Wait, Sarah, where are you from again? my friends will ask, their lips curved upwards, smirking.
You need not know me for long before I start talking about my beloved Oregon—land of coffee, roses, and the setting sun. I've been in California for six years, but still carry my Oregon driver's license, still refer to McMinnville as my capital H "Home", and jump on a plane north bound any chance I get.
My life is no longer there—California is where I work and study and play—but oh, my heart, and the tangled beginnings of my story, very much are.
I grew up in a little farmhouse tucked between the Cascade Mountains and the Pacific Ocean, that was purchased by my great great grandparents in 1910. After raising their family, they sold the house and the surrounding acreage to their daughter Susie, and her husband Joe. As the story goes, Susie and Joe fought like hell, but being good Catholics, never divorced; Joe simply moved out, coming back to visit from time to time.
Susie raised her babies and farmed the land all by herself, working the land well into her 70's.
It's the house her youngest son, Bud, returned to after World War II, having promised Susie he would make it back by Christmas of 1945—which he did, arriving on her doorstep with his sea bag over his shoulder at 11:00pm on December 25th. (Later, he would tell me that he never expected to come home from the war at all, but was glad to keep his promise to his mother.)
It's the farm he and his sweetheart, Donna, frequented with their five children, visiting Grandma Susie until she was too frail to live on her own, and moved into town with them. After she passed, the house sat unoccupied, and eventually fell into disrepair.

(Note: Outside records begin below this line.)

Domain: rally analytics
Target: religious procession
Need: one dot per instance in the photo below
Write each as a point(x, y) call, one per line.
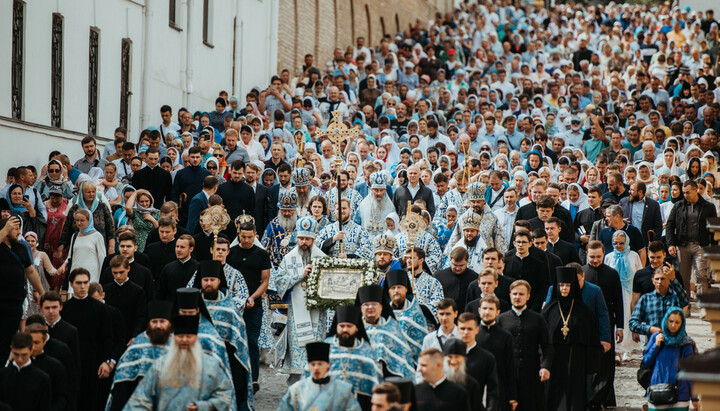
point(510, 207)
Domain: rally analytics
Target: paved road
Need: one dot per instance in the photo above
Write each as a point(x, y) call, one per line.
point(628, 392)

It's the farmhouse Bud's youngest daughter and her husband would approach him and suggest restoring to it's former glory, with the crazy idea that they could one day live in it together; Bud & Donna, their daughter Susan, her husband Allen, and their two girls, Kate and Sarah. (Hint: that's me.)

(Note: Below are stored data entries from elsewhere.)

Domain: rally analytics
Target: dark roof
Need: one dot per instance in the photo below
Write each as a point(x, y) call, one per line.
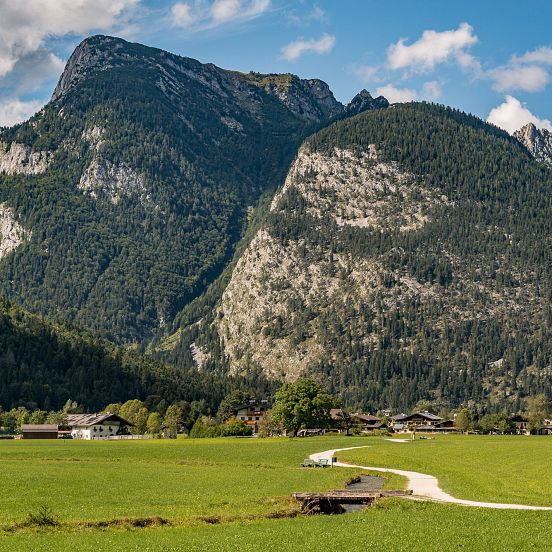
point(93, 419)
point(38, 428)
point(253, 405)
point(367, 418)
point(425, 415)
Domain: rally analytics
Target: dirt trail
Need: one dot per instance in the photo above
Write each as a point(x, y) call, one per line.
point(424, 487)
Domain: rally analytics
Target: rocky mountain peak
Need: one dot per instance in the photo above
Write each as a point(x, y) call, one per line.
point(537, 141)
point(92, 54)
point(364, 101)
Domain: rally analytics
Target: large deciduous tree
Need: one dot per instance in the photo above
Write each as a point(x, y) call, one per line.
point(303, 404)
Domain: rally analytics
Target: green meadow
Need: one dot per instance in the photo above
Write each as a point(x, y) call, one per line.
point(234, 494)
point(499, 468)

A few years later, and new life was breathed into the little house at the end of Brentano Lane; the half mile stretch of country road named after Susie. Whatever was in good enough shape to be repaired, was; this was no remodel, it was a restoration, down to original hinges and door knobs. Bud, himself a retired carpenter, supervised every project in his childhood home with care.
Ever since the spring of 1998, the the six of us have made our lives and our family there, through gray, wet autumns and winters, followed by lush, green springs, culminating in long, glorious summers with endless daylight. Grandma makes dinners, and Grandpa keeps the garden, my Mom works the land, and my Dad makes it possible by embracing his wife's family, and their house, as his own.

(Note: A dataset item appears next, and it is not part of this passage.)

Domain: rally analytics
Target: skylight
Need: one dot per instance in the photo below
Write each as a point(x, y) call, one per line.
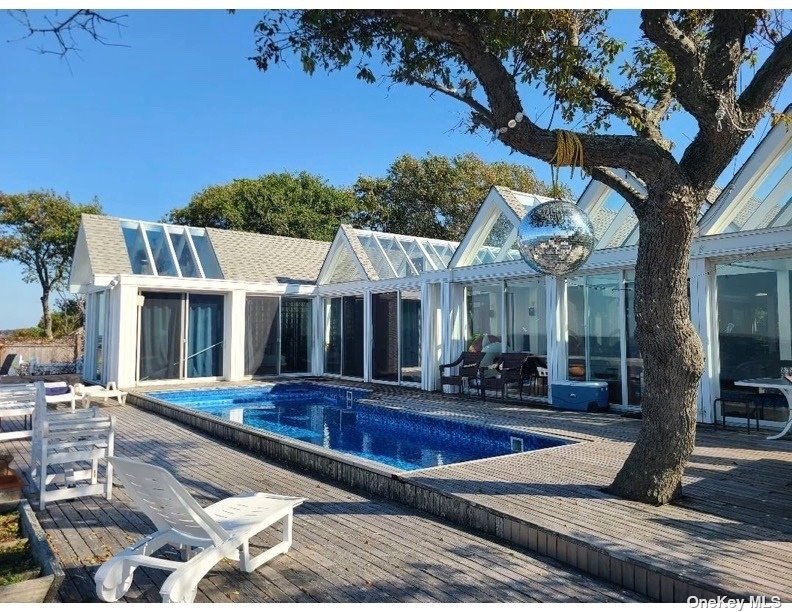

And oh, how I cried and cried over that house and it's occupants when I left for college, running back to to hug my Grandpa just one more time as my mother waited patiently in the car.
Sometimes I wonder if I'd be different, had I grown up in another place.
Would I still feel such a fierce connection to places (and their people) if one of my Grandpa's sisters had inherited the house? What if the farm had simply been allowed to weather and dissolve with time? Would I still hold such a love for tradition? Would I be better at change, or maybe feel a little less deeply? The only way I know to live is with a reverence for people and places, for history and home, and how all of our stories are being woven together. Nothing, and no one, is disposable or unimportant.
Did I make the house, or did the house make me?
More than likely, it's a bit of both, but I'm not sure it matters. I wouldn't trade that house, and the way it's formed my heart and my story, for anything.
So I'll continue to wear a pendant around my neck in the shape of my home state, a small heart engraved in the upper left corner where the farm sits, and smile when my friends make jokes about my love of home.
How lucky I am, to have a place I'm a fool over loving.